On May 25, 1898, Hershey married Catherine “Kitty” Sweeney. Since the couple could not have children, they decided to help others, establishing the Hershey Industrial School with a Deed of Trust in 1909. Catherine died of Tuberculosis in 1915 and Hershey never remarried. In 1918, Hershey transferred the majority of his assets, including control of the company, to the Milton Hershey School Trust fund, to benefit the Industrial School. The trust fund has a majority of voting shares in The Hershey Company, allowing it to keep control of the company. In 1951, the school was renamed the Milton Hershey School. The Milton Hershey School Trust also has 100% control of Hershey Entertainment and Resorts Company, which owns the Hotel Hershey and Hersheypark, among other properties. He took great pride in the growth of the school, the town, and his business. He placed the quality of his product and the well-being of his workers ahead of profits.
- He was part of a forward-looking group of entrepreneurs in this country and abroad who believed that providing better living conditions for their workers resulted in better workers…Milton Hershey conceived of building a community that would support and nurture his workers. Developing the community became a lifelong passion for him.
In 1935, Hershey established the M.S. Hershey Foundation, a private charitable foundation that provides educational and cultural opportunities for Hershey residents. The foundation supplies funding for three entities: the Hershey Museum and Hershey Gardens, the Hershey Theatre and the Hershey Community Archives.
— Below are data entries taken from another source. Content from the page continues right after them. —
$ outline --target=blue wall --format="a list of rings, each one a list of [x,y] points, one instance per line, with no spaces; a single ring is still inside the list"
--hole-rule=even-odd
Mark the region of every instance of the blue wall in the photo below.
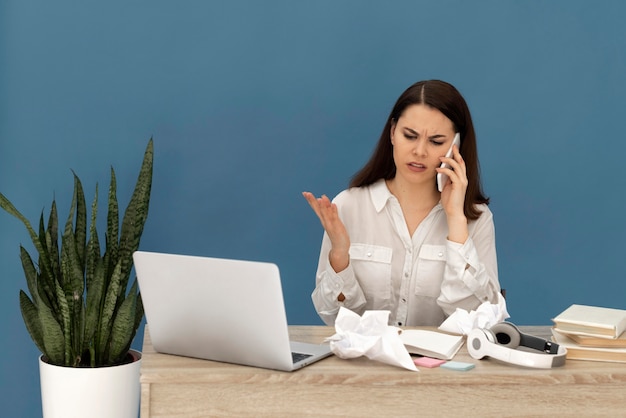
[[[322,229],[300,192],[343,189],[402,90],[441,78],[475,118],[511,320],[626,308],[625,16],[620,0],[2,0],[0,191],[36,221],[53,196],[67,213],[70,169],[89,199],[112,165],[125,204],[153,136],[142,249],[276,262],[289,322],[320,324]],[[0,214],[0,405],[37,416],[19,243]]]

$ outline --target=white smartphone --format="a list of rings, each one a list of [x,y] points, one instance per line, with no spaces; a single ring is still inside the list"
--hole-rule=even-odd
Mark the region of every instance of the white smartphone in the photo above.
[[[450,149],[446,153],[446,158],[450,158],[452,156],[452,147],[454,147],[455,145],[457,147],[461,146],[461,135],[458,132],[456,135],[454,135],[454,139],[452,140],[452,145],[450,145]],[[446,163],[441,163],[440,167],[449,168],[450,166]],[[443,192],[443,186],[445,186],[447,182],[448,182],[447,174],[437,173],[437,189],[439,190],[440,193]]]

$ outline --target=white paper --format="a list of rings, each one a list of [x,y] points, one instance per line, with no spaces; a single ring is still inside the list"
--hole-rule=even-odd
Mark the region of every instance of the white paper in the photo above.
[[[399,328],[388,325],[389,311],[365,311],[363,316],[344,307],[335,319],[335,335],[329,337],[330,349],[340,358],[365,356],[408,370],[418,371],[402,343]]]
[[[470,312],[457,308],[448,319],[443,321],[439,329],[455,334],[467,335],[474,328],[491,328],[509,317],[509,313],[506,310],[506,301],[498,293],[498,303],[484,302],[475,311]]]

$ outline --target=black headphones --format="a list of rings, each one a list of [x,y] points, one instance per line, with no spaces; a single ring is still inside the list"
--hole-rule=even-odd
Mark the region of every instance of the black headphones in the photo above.
[[[540,353],[518,350],[527,347]],[[492,357],[524,367],[549,369],[565,364],[567,349],[552,341],[523,334],[510,322],[500,322],[489,329],[475,328],[467,336],[467,351],[480,360]]]

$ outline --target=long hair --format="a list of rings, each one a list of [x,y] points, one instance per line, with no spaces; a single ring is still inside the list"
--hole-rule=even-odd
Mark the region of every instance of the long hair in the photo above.
[[[454,86],[444,81],[419,81],[400,95],[387,118],[372,156],[363,168],[352,177],[350,187],[369,186],[380,179],[390,180],[396,176],[393,145],[391,144],[391,126],[402,116],[407,107],[416,104],[423,104],[439,110],[452,121],[455,132],[460,134],[460,153],[465,161],[468,180],[463,212],[469,220],[478,219],[481,212],[476,208],[476,205],[489,204],[489,198],[483,194],[480,182],[474,124],[461,93]],[[433,187],[435,187],[434,182]]]

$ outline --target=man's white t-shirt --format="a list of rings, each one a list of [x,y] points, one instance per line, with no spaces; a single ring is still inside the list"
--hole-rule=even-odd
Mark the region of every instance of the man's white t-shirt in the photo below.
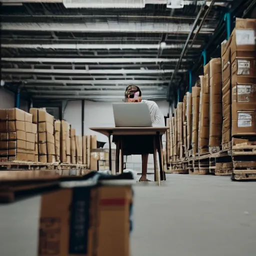
[[[159,109],[158,104],[152,100],[142,100],[142,102],[146,103],[148,107],[151,116],[152,126],[153,127],[164,127],[166,126],[164,116]],[[165,134],[162,136],[162,141],[163,148],[165,148],[166,145],[166,136]]]
[[[164,127],[166,126],[164,117],[159,109],[158,104],[152,100],[142,100],[142,102],[146,103],[148,107],[151,116],[151,120],[152,122],[152,126],[153,127]],[[162,136],[162,141],[163,148],[165,148],[166,143],[166,136],[165,134]],[[112,148],[116,148],[116,144],[114,144],[112,143],[112,146],[113,146]],[[104,145],[104,148],[108,148],[108,144],[106,143]]]

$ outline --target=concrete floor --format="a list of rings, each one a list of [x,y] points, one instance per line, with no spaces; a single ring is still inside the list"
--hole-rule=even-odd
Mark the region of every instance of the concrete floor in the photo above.
[[[166,178],[134,186],[131,256],[256,255],[256,183]],[[36,255],[39,201],[0,206],[1,256]]]
[[[210,176],[166,180],[160,187],[134,188],[132,256],[256,255],[256,183]]]

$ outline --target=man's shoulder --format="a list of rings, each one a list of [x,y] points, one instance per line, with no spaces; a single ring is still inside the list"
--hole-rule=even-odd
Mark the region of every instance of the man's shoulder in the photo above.
[[[158,108],[158,104],[153,100],[142,100],[142,102],[146,103],[148,105],[152,106],[156,106]]]

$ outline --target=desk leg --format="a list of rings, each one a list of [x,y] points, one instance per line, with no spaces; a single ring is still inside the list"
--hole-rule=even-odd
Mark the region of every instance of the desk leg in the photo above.
[[[164,172],[164,154],[162,152],[162,148],[163,148],[162,141],[162,138],[160,136],[159,136],[159,140],[160,140],[160,145],[161,146],[161,148],[160,148],[161,154],[162,154],[162,174],[164,176],[164,180],[166,180],[166,172]]]
[[[122,140],[120,141],[120,148],[121,150],[121,174],[124,173],[124,150]]]
[[[112,174],[112,156],[111,152],[111,134],[108,134],[108,144],[109,144],[109,152],[108,152],[108,165],[110,166],[110,171]]]
[[[154,136],[154,152],[153,154],[153,156],[154,159],[154,181],[158,182],[158,185],[160,182],[160,176],[158,174],[158,158],[157,158],[157,152],[158,152],[158,148],[157,148],[157,138],[156,136]]]
[[[162,150],[161,144],[161,137],[160,135],[157,136],[158,142],[158,151],[159,158],[159,166],[160,167],[160,178],[161,180],[164,180],[164,156],[162,155]]]
[[[120,159],[120,140],[116,142],[116,174],[119,174]]]

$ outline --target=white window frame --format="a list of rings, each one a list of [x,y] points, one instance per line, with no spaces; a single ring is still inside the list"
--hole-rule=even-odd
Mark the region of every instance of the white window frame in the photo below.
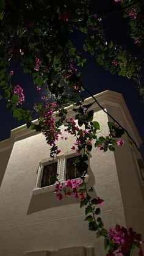
[[[61,183],[65,182],[65,175],[66,175],[66,168],[67,168],[67,159],[72,158],[74,156],[79,156],[76,153],[74,153],[73,151],[70,150],[65,154],[60,154],[59,156],[57,156],[54,159],[53,163],[57,163],[57,179]],[[51,158],[45,158],[41,160],[39,162],[39,166],[37,172],[37,177],[36,180],[35,187],[32,189],[32,192],[34,194],[36,195],[37,194],[45,193],[46,192],[52,191],[54,189],[55,185],[49,185],[45,187],[41,188],[41,182],[43,177],[43,169],[45,166],[52,164]],[[88,181],[89,176],[86,174],[85,176],[85,181],[87,183]],[[81,178],[76,178],[76,180],[81,180]]]

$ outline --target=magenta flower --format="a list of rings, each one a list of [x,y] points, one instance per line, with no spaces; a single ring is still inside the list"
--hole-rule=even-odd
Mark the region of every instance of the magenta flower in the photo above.
[[[106,256],[115,256],[115,254],[112,252],[111,251],[109,251]]]
[[[14,72],[13,72],[13,70],[10,70],[10,76],[12,76],[12,75],[13,75],[13,73],[14,73]]]
[[[19,97],[19,101],[16,104],[18,105],[18,104],[23,104],[23,102],[24,101],[24,96],[23,94],[23,89],[18,85],[15,86],[13,89],[13,94],[15,95],[18,95]]]
[[[68,197],[70,197],[70,196],[71,196],[71,193],[70,192],[70,191],[67,191],[67,195]]]
[[[118,65],[118,62],[117,60],[116,60],[115,59],[113,59],[112,60],[112,64],[114,65],[115,66],[117,66]]]
[[[58,198],[59,201],[60,201],[63,198],[62,194],[61,193],[57,194],[56,197]]]
[[[143,256],[143,251],[142,251],[142,248],[139,249],[139,250],[138,251],[138,254],[139,254],[139,256]]]
[[[117,142],[117,145],[118,146],[122,146],[124,144],[124,141],[123,141],[122,139],[121,139],[121,140],[120,140],[120,141],[118,141]]]
[[[41,87],[40,87],[38,86],[37,86],[37,89],[38,90],[41,90]]]
[[[72,184],[71,184],[71,180],[66,180],[66,181],[65,181],[65,186],[67,187],[72,188]]]

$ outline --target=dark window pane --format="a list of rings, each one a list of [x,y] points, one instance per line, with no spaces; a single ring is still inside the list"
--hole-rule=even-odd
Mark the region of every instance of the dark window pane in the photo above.
[[[57,177],[57,163],[44,166],[41,188],[55,183]]]
[[[81,177],[78,170],[74,166],[75,160],[77,157],[79,156],[67,159],[66,180],[73,180]]]

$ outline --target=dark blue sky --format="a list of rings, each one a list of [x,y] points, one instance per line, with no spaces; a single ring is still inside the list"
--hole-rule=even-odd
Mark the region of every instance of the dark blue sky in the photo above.
[[[99,1],[103,2],[103,1]],[[98,7],[94,6],[93,9],[102,9],[103,5],[99,4]],[[105,8],[106,7],[105,6]],[[126,25],[125,20],[121,20],[120,13],[109,15],[105,20],[105,26],[107,27],[107,37],[112,38],[114,43],[121,44],[123,48],[131,51],[138,59],[141,59],[143,49],[137,48],[134,45],[132,40],[128,37],[129,27]],[[81,52],[81,43],[83,38],[80,34],[74,34],[72,40],[74,45],[79,48]],[[123,77],[118,77],[106,71],[102,67],[99,66],[93,57],[88,53],[82,53],[83,57],[87,59],[85,66],[83,68],[82,82],[85,86],[93,94],[96,94],[107,89],[112,90],[123,94],[124,99],[130,111],[132,117],[136,125],[140,135],[144,141],[144,120],[143,113],[144,112],[144,103],[140,102],[139,95],[137,91],[135,84],[132,80]],[[143,66],[142,67],[143,70]],[[23,74],[20,68],[14,68],[14,72],[17,75],[13,75],[15,84],[19,84],[24,89],[26,96],[24,107],[32,107],[35,102],[38,102],[43,91],[37,91],[33,84],[32,79],[29,75]],[[89,95],[87,95],[89,97]],[[12,117],[11,112],[7,109],[4,100],[0,101],[0,141],[10,137],[10,130],[23,124]],[[37,116],[34,116],[34,120]],[[144,144],[141,147],[143,158],[144,158]]]

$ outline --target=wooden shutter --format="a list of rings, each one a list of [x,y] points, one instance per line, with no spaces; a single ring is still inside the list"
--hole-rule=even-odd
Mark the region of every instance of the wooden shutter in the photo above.
[[[41,188],[55,183],[57,177],[57,163],[44,166]]]

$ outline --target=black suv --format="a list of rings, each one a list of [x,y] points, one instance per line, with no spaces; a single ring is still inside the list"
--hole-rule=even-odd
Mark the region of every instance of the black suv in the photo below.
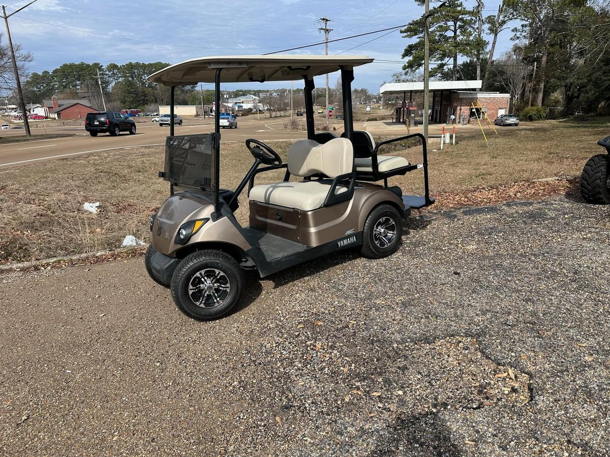
[[[135,121],[115,111],[87,113],[85,130],[92,136],[97,136],[98,133],[110,133],[112,136],[117,136],[121,132],[129,132],[129,135],[134,135]]]

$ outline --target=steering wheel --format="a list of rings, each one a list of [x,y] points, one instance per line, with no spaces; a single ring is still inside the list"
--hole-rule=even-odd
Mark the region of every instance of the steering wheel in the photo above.
[[[255,146],[251,146],[252,143]],[[262,141],[248,138],[246,140],[246,147],[256,160],[260,160],[265,165],[279,166],[282,165],[282,158],[279,155]]]

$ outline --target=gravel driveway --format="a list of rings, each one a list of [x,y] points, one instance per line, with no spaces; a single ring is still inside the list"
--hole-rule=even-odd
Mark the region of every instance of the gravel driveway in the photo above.
[[[608,208],[411,225],[212,322],[141,258],[0,276],[0,454],[608,455]]]

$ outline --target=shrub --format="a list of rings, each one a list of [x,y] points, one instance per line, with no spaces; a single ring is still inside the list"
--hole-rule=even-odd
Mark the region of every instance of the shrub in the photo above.
[[[547,108],[542,106],[529,106],[518,113],[522,121],[542,121],[547,116]]]

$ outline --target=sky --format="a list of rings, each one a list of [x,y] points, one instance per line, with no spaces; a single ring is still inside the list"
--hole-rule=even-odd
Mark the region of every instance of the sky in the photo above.
[[[495,14],[500,1],[486,1],[484,15]],[[27,2],[13,2],[7,13]],[[472,7],[475,2],[465,4]],[[324,16],[332,19],[332,40],[405,24],[423,10],[412,0],[37,0],[9,21],[13,42],[34,55],[29,71],[40,73],[68,62],[176,63],[203,56],[264,54],[323,41],[317,19]],[[386,33],[330,43],[329,54],[401,60],[408,40],[398,31],[382,36]],[[501,34],[496,55],[511,47],[511,35],[509,30]],[[323,54],[324,46],[287,54]],[[401,65],[373,62],[359,67],[352,87],[377,93]],[[331,75],[331,87],[337,77]],[[317,87],[325,82],[324,77],[315,79]],[[289,82],[248,83],[223,88],[289,87]]]

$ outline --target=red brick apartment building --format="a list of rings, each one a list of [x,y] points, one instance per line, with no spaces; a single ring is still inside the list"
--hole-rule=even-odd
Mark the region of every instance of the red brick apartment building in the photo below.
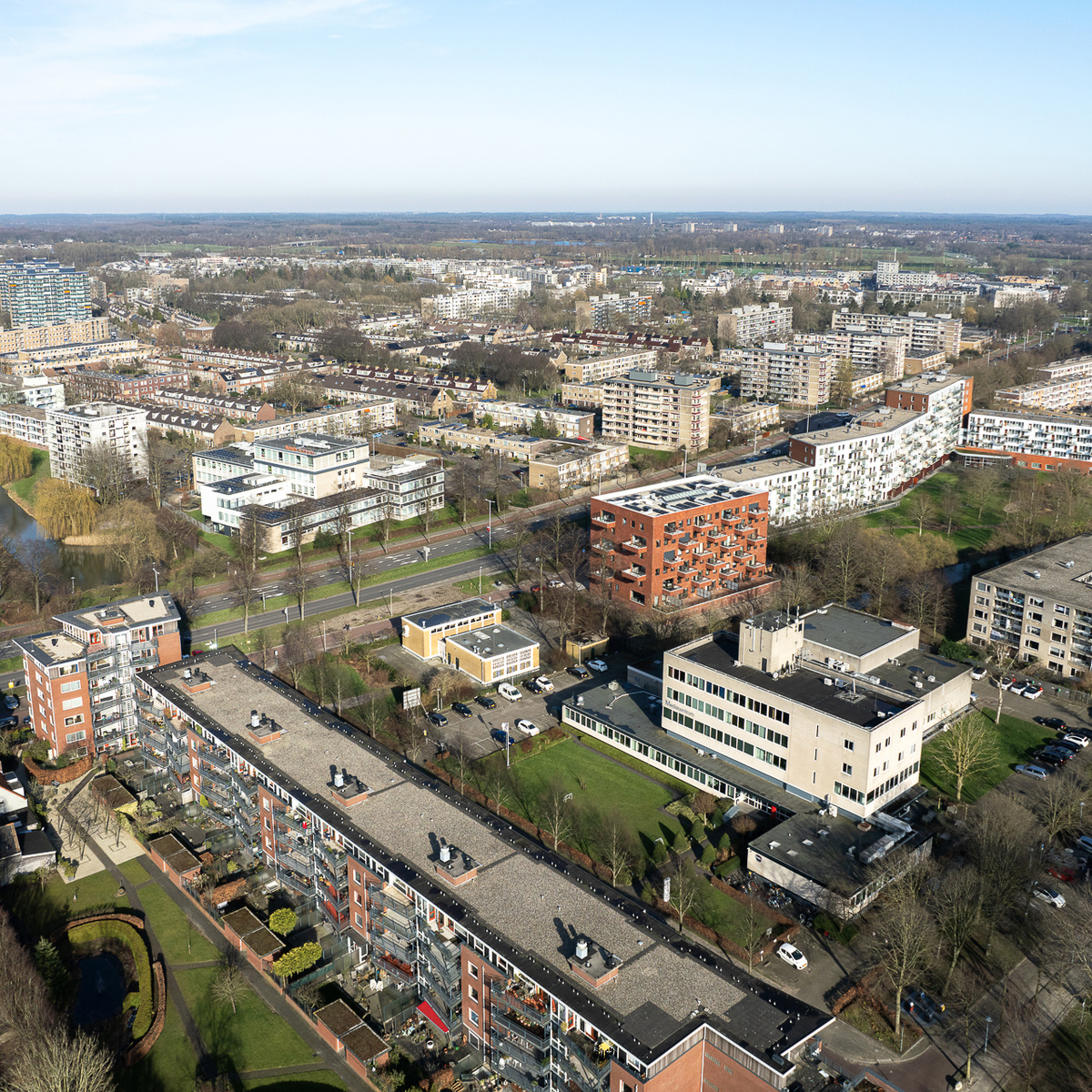
[[[57,615],[61,630],[15,640],[34,731],[54,756],[138,743],[134,676],[182,657],[178,608],[166,592]]]
[[[700,610],[770,590],[769,495],[711,474],[592,499],[592,585],[639,610]]]

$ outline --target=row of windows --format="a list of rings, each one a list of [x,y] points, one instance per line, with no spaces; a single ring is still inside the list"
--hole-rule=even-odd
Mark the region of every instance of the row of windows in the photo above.
[[[774,755],[773,751],[768,751],[762,747],[756,747],[755,744],[748,743],[746,739],[739,739],[727,732],[722,732],[720,728],[702,724],[701,721],[696,721],[692,716],[685,716],[682,713],[677,713],[674,709],[667,709],[666,707],[664,707],[664,716],[669,721],[675,721],[676,724],[682,725],[685,728],[692,728],[695,732],[700,732],[702,735],[709,736],[710,739],[715,739],[725,747],[743,751],[748,758],[757,758],[760,762],[769,762],[770,765],[776,767],[779,770],[788,769],[788,759],[782,758],[780,755]],[[785,739],[784,736],[780,738]],[[782,746],[786,746],[787,744],[788,740],[785,739]]]
[[[677,682],[685,682],[687,686],[692,686],[696,690],[703,690],[705,693],[711,693],[716,698],[723,698],[725,701],[733,701],[737,705],[746,705],[753,713],[758,713],[759,716],[769,716],[772,721],[778,721],[781,724],[788,724],[788,713],[783,709],[778,709],[776,705],[769,705],[764,701],[759,701],[758,698],[749,698],[744,693],[736,693],[729,690],[727,687],[723,687],[717,682],[712,682],[709,679],[703,679],[698,675],[689,675],[686,672],[679,670],[677,667],[668,665],[667,677],[675,679]],[[677,701],[681,701],[680,698],[676,698]],[[690,704],[690,699],[686,700],[686,703]],[[698,703],[701,704],[700,702]],[[709,708],[704,710],[709,712]],[[720,720],[724,720],[721,713],[714,713]]]

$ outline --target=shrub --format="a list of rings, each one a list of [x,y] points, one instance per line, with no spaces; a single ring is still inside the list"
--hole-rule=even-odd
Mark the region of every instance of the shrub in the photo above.
[[[72,945],[94,945],[103,940],[120,940],[133,953],[140,1005],[136,1009],[136,1019],[133,1021],[132,1034],[134,1040],[143,1038],[152,1026],[152,1018],[155,1014],[152,997],[152,961],[147,953],[147,945],[144,938],[126,922],[86,922],[69,929],[69,941]]]

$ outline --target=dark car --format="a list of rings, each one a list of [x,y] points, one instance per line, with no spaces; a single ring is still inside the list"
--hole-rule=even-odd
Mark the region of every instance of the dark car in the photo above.
[[[945,1007],[923,989],[907,989],[902,1011],[923,1028],[930,1028],[943,1016]]]

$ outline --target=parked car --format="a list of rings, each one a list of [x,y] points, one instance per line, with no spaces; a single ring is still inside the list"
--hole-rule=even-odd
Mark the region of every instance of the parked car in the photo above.
[[[1036,883],[1032,888],[1032,893],[1036,899],[1042,899],[1043,902],[1048,902],[1052,906],[1057,906],[1058,910],[1061,910],[1066,904],[1066,897],[1060,891],[1044,887],[1042,883]]]
[[[1046,781],[1049,776],[1046,770],[1041,765],[1026,765],[1021,762],[1013,768],[1017,773],[1022,773],[1025,778],[1034,778],[1036,781]]]
[[[943,1016],[945,1007],[924,989],[907,989],[902,999],[902,1011],[923,1028],[929,1028]]]
[[[1035,716],[1032,720],[1036,724],[1042,724],[1044,728],[1054,728],[1055,732],[1066,731],[1066,722],[1060,716]]]
[[[778,954],[790,965],[795,966],[797,971],[806,971],[808,966],[808,958],[799,950],[799,948],[794,948],[786,940],[778,949]]]

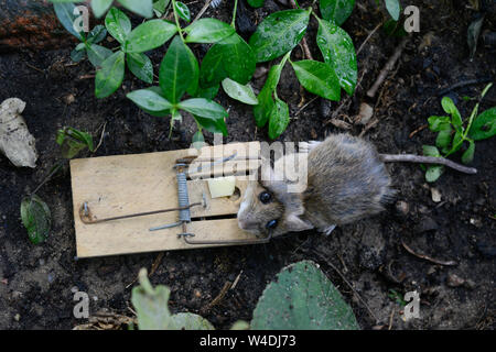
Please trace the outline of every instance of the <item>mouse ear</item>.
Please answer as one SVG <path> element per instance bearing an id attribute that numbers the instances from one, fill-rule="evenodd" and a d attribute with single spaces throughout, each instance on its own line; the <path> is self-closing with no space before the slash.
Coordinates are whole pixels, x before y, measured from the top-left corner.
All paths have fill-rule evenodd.
<path id="1" fill-rule="evenodd" d="M 288 215 L 284 220 L 284 224 L 287 226 L 288 231 L 304 231 L 313 229 L 313 224 L 311 224 L 309 221 L 302 220 L 295 213 Z"/>

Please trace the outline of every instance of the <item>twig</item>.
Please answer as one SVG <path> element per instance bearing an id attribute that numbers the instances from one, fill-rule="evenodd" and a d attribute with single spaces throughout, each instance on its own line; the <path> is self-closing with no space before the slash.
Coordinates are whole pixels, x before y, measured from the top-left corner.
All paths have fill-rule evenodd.
<path id="1" fill-rule="evenodd" d="M 364 43 L 362 43 L 360 47 L 358 47 L 358 50 L 356 51 L 356 56 L 358 56 L 358 54 L 362 52 L 362 50 L 364 48 L 364 45 L 368 42 L 368 40 L 374 35 L 374 33 L 377 32 L 378 29 L 380 29 L 380 26 L 382 25 L 382 22 L 380 22 L 379 24 L 377 24 L 377 26 L 367 35 L 367 37 L 365 38 Z"/>
<path id="2" fill-rule="evenodd" d="M 370 307 L 368 307 L 368 305 L 365 302 L 365 300 L 360 297 L 360 295 L 358 295 L 357 290 L 355 289 L 355 287 L 353 287 L 352 284 L 349 284 L 349 282 L 346 279 L 346 277 L 339 272 L 339 270 L 330 261 L 327 261 L 321 253 L 319 252 L 314 252 L 322 261 L 324 261 L 328 266 L 331 266 L 337 274 L 339 274 L 341 278 L 346 283 L 346 285 L 348 285 L 348 287 L 353 290 L 353 293 L 355 294 L 355 296 L 362 301 L 362 304 L 365 306 L 365 308 L 367 308 L 368 314 L 370 315 L 370 317 L 373 317 L 376 320 L 376 323 L 379 322 L 379 319 L 376 317 L 376 315 L 371 311 Z"/>
<path id="3" fill-rule="evenodd" d="M 379 73 L 379 76 L 377 77 L 376 81 L 374 82 L 373 87 L 367 91 L 367 96 L 370 98 L 374 98 L 377 94 L 377 89 L 379 89 L 380 85 L 385 81 L 386 77 L 388 76 L 388 73 L 395 67 L 396 62 L 401 56 L 401 53 L 403 52 L 405 45 L 408 42 L 408 37 L 403 38 L 401 43 L 396 47 L 395 53 L 392 56 L 388 59 L 386 65 L 382 67 L 382 69 Z"/>
<path id="4" fill-rule="evenodd" d="M 408 162 L 408 163 L 419 163 L 419 164 L 439 164 L 444 165 L 455 170 L 459 170 L 464 174 L 477 174 L 477 169 L 474 167 L 467 167 L 460 165 L 455 162 L 452 162 L 444 157 L 436 156 L 423 156 L 423 155 L 414 155 L 414 154 L 380 154 L 382 162 L 385 163 L 398 163 L 398 162 Z"/>
<path id="5" fill-rule="evenodd" d="M 459 264 L 459 263 L 456 263 L 455 261 L 440 261 L 440 260 L 430 257 L 429 255 L 425 255 L 425 254 L 419 254 L 419 253 L 416 253 L 416 252 L 413 252 L 413 250 L 410 249 L 405 242 L 401 241 L 401 244 L 403 245 L 403 248 L 407 250 L 408 253 L 410 253 L 410 254 L 412 254 L 412 255 L 414 255 L 414 256 L 417 256 L 417 257 L 420 257 L 420 258 L 422 258 L 422 260 L 425 260 L 425 261 L 429 261 L 429 262 L 432 262 L 432 263 L 435 263 L 435 264 L 439 264 L 439 265 L 449 265 L 449 266 L 453 266 L 453 265 L 457 265 L 457 264 Z"/>
<path id="6" fill-rule="evenodd" d="M 202 15 L 205 13 L 205 11 L 208 9 L 208 7 L 211 6 L 212 0 L 207 0 L 205 2 L 205 4 L 203 6 L 202 10 L 200 10 L 198 14 L 195 16 L 195 19 L 193 20 L 193 22 L 195 22 L 196 20 L 200 20 L 202 18 Z"/>

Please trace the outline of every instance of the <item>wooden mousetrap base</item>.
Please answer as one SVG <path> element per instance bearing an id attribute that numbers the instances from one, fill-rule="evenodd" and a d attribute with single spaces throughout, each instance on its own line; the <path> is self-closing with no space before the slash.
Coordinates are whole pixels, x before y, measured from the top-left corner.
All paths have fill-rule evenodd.
<path id="1" fill-rule="evenodd" d="M 219 244 L 185 243 L 184 239 L 177 237 L 182 232 L 181 227 L 149 230 L 176 222 L 179 211 L 100 223 L 84 223 L 79 217 L 79 209 L 85 202 L 95 219 L 177 208 L 174 165 L 176 160 L 192 155 L 197 155 L 195 161 L 214 164 L 198 169 L 193 167 L 198 164 L 193 163 L 190 167 L 190 204 L 203 205 L 191 208 L 192 221 L 187 223 L 187 232 L 195 234 L 194 240 L 254 239 L 252 234 L 239 229 L 236 213 L 247 186 L 247 174 L 260 165 L 259 142 L 205 146 L 200 151 L 190 148 L 79 158 L 71 161 L 77 257 L 218 246 Z M 215 163 L 233 155 L 235 156 L 225 163 Z M 212 199 L 205 177 L 223 175 L 236 176 L 235 194 Z M 198 176 L 202 179 L 197 179 Z"/>

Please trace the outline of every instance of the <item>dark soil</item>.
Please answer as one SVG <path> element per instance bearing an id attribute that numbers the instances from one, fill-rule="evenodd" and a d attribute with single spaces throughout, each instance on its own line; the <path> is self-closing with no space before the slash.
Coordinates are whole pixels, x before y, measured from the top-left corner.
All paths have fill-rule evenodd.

The founding of the Penn State Milton S. Hershey Medical Center occurred when the board of the trust went to the Dauphin County Orphans Court with the cy-près doctrine (cy près is a French phrase meaning “As close as possible”). It was a gift from the Milton Hershey School Trust to the people of Pennsylvania, with an initial endowment of $50 million and only one restriction—the hospital had to be built in Hershey. The hospital is a teaching hospital with an annual budget exceeding the initial construction cost.